Landela Mining Ventures – ZMDC assets
Landela has been announced as the winning bidder for “ZMDC Gold Assets and Sandawana Mine” in the Ministry’s report. ZMDC initially put up six gold mines for sale.
Among these are Jena gold mine in Silobela, which has ore capacity of 450 tonnes per day. However, its equipment is old and much of the plant has been stripped by creditors.
Elvington shut down in 2003 after the collapse of one of its main shafts. It has been under care and maintenance since. The mine used to produce 45kg per month, and some data has shown it can yield US$2.4 million per month should it fully develop its 21 blocks of mining claims.
Sandawana, the gemstone mine near Mberengwa, sits on at least nine known deposits. According to Landela CEO David Brown, the company is assessing the potential of the mine and will reach a decision “in the next few weeks”.
Landela is on a shopping spree, having recently taken over Metallon’s Shamva and Mazowe mines, Bindura Nickel Corporation and Freda Rebecca Mine. It is also the 50% JV partner in Great Dyke Investments, which is developing the Darwendale platinum project.
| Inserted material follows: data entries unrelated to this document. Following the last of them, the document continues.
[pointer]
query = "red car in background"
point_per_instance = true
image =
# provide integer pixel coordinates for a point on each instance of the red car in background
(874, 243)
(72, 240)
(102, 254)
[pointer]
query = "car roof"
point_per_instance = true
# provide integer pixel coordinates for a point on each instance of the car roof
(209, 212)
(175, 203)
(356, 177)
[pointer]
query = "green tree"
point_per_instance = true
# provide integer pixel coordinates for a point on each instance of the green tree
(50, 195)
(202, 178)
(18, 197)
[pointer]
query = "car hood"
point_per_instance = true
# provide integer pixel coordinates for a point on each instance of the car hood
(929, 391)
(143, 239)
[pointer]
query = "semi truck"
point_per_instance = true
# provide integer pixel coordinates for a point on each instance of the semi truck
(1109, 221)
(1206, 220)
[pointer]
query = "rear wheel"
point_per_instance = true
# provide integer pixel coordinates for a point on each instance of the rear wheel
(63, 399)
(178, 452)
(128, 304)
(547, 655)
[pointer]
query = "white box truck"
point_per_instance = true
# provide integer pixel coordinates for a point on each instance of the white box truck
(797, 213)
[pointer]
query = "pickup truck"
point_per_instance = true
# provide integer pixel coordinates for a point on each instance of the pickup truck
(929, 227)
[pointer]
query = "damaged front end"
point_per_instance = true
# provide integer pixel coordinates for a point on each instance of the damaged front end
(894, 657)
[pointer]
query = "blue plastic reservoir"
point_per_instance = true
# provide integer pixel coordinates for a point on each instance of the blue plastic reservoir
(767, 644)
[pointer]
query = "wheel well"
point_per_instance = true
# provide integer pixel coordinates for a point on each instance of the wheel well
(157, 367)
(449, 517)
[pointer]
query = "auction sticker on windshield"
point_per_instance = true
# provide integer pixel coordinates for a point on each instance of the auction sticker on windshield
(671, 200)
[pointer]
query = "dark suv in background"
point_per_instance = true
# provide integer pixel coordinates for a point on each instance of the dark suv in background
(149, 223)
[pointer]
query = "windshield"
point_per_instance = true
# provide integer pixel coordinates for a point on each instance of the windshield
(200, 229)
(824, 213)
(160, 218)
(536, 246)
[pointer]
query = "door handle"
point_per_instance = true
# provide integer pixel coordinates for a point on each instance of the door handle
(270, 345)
Sakunda Holdings – Mbungu coal bed methane (CBM) concession
Sakunda, the commodities company linked to Kuda Tagwirei, was awarded Special Grant 5755 near Lupane to prospect for gas. This is an area covering 333 160 hectares. Sakunda had already been awarded a grant to explore for coalbed methane at two locations there in 2015, in partnership with ZMDC. This was after Lupane Gas, a unit of IDC, had failed to make progress on exploration.
CBM is a form of natural gas extracted from coalbeds.
Tumagole – Gwayi CBM Concession
Tumagole, a South African company, has been awarded rights to Special Grant 5754, measuring 304 705ha for coalbed methane exploration.
The company, headed by Thapelo Tshepe, has no known record in resources. In 2019, the company claimed it would invest R55 billion into the Lupane project.
Tumagole officials, led by South African ambassador to Zimbabwe Mphakama Mbete, paid a courtesy call on Vice President Constantino Chiwenga in 2019. At that meeting, Tshepe claimed Tumagole had secured funding commitments from South African banks and technical support from “big companies like Sasol”.
The company, he said, was only waiting for “binding contracts” from Zimbabwe to get these moving.